Zhao Xiaoping, CEO of the Company, commented, “The FDA's consent to conduct
clinical trials of VGN-R09b for primary Parkinson's disease in the U.S.
represents full recognition of our product's early R&D strategy and
research data, as well as our GMP manufacturing platform. We expect VGN-R09b to
deliver benefits to more patients around the world with its favorable safety
profile and superior efficacy. “
About
Parkinson's Disease
Parkinson's
disease is the second most common neurodegenerative disorder, and its
prevalence is increasing more rapidly than many other neurodegenerative
disorders. It is estimated that the global prevalence of Parkinson's disease
will double in the future, with the number of patients rising from 6.9 million
in 2015 to 14.2 million in 2040. Approximately 1% of the population over the
age of 65 and 4% of the population over the age of 85 will be affected.
About
VGN-R09b
VGN-R09b
is a gene therapy product self-developed and manufactured by the Company.

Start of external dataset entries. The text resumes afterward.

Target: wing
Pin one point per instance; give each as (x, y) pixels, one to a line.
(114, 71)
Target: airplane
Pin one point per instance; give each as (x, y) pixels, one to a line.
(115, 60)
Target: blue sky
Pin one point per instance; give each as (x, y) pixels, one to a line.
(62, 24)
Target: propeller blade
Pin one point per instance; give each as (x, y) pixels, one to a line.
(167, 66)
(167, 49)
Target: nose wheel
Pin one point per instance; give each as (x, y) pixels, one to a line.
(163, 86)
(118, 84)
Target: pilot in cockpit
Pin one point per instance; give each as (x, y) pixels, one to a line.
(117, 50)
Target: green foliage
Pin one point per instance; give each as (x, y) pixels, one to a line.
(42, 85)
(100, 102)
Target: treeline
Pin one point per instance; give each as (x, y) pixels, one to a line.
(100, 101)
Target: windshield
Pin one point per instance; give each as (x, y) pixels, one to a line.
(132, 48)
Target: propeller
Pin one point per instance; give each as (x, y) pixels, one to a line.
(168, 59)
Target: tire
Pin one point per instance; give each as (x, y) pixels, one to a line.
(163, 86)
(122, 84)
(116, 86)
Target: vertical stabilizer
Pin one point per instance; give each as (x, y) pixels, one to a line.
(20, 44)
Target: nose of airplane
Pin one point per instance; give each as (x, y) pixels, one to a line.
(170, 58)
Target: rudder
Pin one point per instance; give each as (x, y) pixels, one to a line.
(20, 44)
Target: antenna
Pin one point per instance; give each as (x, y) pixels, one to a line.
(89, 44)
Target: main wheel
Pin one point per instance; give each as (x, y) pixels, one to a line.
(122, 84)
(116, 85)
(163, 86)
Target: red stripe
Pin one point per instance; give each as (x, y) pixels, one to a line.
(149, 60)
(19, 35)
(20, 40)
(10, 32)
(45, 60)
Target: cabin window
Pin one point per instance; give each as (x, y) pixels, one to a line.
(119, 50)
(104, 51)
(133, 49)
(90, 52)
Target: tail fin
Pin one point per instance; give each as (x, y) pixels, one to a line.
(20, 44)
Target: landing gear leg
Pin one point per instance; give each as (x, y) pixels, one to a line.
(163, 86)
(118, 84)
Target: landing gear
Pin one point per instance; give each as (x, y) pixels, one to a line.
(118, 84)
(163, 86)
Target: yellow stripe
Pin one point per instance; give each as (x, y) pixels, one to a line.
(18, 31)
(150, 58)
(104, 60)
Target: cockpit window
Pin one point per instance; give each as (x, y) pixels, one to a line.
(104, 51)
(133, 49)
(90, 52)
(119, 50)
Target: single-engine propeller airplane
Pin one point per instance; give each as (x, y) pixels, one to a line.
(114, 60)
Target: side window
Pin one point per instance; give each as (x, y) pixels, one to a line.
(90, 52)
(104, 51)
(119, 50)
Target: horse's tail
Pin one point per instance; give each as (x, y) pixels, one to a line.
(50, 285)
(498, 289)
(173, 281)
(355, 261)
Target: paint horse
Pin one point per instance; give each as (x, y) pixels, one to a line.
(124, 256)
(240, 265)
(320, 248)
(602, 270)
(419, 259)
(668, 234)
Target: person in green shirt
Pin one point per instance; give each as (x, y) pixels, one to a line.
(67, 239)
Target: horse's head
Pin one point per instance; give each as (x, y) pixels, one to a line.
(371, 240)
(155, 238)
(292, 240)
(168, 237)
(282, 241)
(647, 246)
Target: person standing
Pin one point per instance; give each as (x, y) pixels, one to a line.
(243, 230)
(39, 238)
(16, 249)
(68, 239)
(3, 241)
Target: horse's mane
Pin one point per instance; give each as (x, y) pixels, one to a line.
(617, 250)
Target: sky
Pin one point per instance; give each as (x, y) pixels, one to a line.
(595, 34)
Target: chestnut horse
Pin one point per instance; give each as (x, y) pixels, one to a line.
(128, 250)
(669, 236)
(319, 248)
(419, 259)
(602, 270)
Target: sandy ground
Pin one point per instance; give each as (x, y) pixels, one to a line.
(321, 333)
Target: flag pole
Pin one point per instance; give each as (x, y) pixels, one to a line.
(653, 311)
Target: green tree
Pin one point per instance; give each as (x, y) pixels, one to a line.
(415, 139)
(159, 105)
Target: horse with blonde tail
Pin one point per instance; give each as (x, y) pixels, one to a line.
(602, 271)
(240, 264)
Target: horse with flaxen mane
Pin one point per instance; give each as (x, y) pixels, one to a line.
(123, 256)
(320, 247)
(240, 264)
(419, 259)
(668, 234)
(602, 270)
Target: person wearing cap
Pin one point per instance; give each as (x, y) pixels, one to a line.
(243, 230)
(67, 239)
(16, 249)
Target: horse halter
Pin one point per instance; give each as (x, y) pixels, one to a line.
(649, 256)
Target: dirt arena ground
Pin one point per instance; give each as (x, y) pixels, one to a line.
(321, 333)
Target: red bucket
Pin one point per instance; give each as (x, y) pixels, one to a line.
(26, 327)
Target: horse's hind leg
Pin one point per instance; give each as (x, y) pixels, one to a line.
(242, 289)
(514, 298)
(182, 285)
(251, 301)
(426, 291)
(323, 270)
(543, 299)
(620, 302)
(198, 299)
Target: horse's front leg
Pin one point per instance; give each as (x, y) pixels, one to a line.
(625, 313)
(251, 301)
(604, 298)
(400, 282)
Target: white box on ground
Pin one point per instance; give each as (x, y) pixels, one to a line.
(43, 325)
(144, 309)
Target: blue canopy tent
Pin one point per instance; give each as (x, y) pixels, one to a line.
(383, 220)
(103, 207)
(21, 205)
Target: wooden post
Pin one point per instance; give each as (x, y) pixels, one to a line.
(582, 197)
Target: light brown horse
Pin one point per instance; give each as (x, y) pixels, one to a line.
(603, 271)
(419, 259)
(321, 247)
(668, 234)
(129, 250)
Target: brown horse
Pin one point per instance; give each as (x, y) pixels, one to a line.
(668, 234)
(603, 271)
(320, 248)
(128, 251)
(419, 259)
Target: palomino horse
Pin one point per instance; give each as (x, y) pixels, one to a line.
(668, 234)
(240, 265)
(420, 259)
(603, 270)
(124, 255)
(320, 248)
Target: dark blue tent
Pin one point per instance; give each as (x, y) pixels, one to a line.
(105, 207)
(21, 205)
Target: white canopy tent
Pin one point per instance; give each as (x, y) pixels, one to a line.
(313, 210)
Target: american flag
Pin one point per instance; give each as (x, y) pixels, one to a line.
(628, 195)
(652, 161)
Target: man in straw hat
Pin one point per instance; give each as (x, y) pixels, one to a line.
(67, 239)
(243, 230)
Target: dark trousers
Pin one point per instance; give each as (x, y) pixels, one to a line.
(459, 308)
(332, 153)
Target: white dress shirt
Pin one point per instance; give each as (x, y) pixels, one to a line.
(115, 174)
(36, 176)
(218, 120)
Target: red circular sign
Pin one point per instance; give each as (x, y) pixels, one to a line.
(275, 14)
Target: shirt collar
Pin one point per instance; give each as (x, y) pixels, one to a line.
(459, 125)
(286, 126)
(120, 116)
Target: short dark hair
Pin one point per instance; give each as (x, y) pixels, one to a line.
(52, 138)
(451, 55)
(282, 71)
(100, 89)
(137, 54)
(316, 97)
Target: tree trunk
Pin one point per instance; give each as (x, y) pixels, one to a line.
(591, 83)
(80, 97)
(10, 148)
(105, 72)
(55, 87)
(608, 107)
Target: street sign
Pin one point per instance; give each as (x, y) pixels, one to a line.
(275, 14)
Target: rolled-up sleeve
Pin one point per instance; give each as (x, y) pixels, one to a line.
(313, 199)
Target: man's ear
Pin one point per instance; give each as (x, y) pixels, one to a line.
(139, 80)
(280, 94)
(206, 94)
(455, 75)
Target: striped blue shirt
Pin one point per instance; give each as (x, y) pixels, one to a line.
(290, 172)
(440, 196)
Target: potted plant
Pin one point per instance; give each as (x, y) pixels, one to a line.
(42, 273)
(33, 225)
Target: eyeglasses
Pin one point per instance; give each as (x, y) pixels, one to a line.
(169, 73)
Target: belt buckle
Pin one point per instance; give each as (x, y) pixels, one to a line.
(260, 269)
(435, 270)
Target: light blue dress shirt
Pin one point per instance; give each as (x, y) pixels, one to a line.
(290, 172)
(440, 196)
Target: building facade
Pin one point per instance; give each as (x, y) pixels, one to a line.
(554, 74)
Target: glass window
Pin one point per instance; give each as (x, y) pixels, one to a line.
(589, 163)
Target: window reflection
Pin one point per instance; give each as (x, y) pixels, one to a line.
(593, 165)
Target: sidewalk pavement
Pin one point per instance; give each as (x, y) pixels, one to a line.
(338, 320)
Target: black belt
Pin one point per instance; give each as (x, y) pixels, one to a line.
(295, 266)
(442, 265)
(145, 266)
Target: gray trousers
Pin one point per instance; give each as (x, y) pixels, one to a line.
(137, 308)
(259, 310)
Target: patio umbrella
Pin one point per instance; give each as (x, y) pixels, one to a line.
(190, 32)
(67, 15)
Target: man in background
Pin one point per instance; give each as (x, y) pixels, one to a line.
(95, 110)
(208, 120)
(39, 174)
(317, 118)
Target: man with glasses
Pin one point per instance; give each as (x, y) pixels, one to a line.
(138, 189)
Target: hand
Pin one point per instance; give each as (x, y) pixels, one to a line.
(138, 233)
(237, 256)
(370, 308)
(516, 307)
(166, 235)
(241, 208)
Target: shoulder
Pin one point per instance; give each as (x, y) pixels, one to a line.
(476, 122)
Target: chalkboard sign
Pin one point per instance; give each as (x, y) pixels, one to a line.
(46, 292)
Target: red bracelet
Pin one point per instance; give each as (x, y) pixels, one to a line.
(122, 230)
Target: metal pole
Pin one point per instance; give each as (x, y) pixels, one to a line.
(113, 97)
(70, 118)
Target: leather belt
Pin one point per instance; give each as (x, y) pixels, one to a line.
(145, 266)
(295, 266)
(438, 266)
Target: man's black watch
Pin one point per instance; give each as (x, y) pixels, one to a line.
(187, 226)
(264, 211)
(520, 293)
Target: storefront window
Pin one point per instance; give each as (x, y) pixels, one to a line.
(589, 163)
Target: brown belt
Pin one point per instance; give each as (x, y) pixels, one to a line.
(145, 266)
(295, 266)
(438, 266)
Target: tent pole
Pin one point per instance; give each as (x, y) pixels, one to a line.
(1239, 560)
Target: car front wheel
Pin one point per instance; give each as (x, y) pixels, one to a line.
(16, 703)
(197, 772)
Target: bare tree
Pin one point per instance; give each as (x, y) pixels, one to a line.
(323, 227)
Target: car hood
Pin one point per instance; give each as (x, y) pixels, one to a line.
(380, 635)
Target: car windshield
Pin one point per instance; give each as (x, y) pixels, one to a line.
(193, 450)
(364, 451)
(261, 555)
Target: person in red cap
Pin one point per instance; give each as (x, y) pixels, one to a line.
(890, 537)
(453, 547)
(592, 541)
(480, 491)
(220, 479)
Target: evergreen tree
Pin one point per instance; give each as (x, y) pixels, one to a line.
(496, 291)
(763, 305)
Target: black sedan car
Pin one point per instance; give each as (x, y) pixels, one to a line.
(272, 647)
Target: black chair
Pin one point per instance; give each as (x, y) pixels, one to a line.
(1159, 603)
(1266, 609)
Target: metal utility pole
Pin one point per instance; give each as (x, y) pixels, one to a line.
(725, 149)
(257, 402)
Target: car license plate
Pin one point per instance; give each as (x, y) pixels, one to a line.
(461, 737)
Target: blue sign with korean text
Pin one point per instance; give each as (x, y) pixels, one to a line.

VGN-R09b uses recombinant AAV as a carrier to deliver dual genes simultaneously
so as to enhance dopamine synthesis in the brain while promoting
neuroprotection. It effectively improves the clinical symptoms of patients with
primary Parkinson's disease while slowing down the progression of the disease,
thus improving the long-term prognosis. By local striatal injection, the drug
can be applied directly to the site of disease, reducing the dose administered
systemically and correspondingly leading to a decrease in adverse effects such
as immune reactions. Theoretically, gene therapy requires only one injection to
have long-term therapeutic effects.
VGN-R09b received the “Clinical Trial Approval Notice” issued by the National Medical Products Administration on April 19, 2024. The first subject was dosed in the registered clinical study of this product for treatment of aromatic L-amino acid decarboxylase deficiency (AADCD) on July 2, 2024 at the Shanghai Children's Medical Center, Shanghai Jiao Tong University School of Medicine. The registered clinical study for primary Parkinson's disease (PD) was also initiated on July 5, 2024 at Huashan Hospital, Fudan University.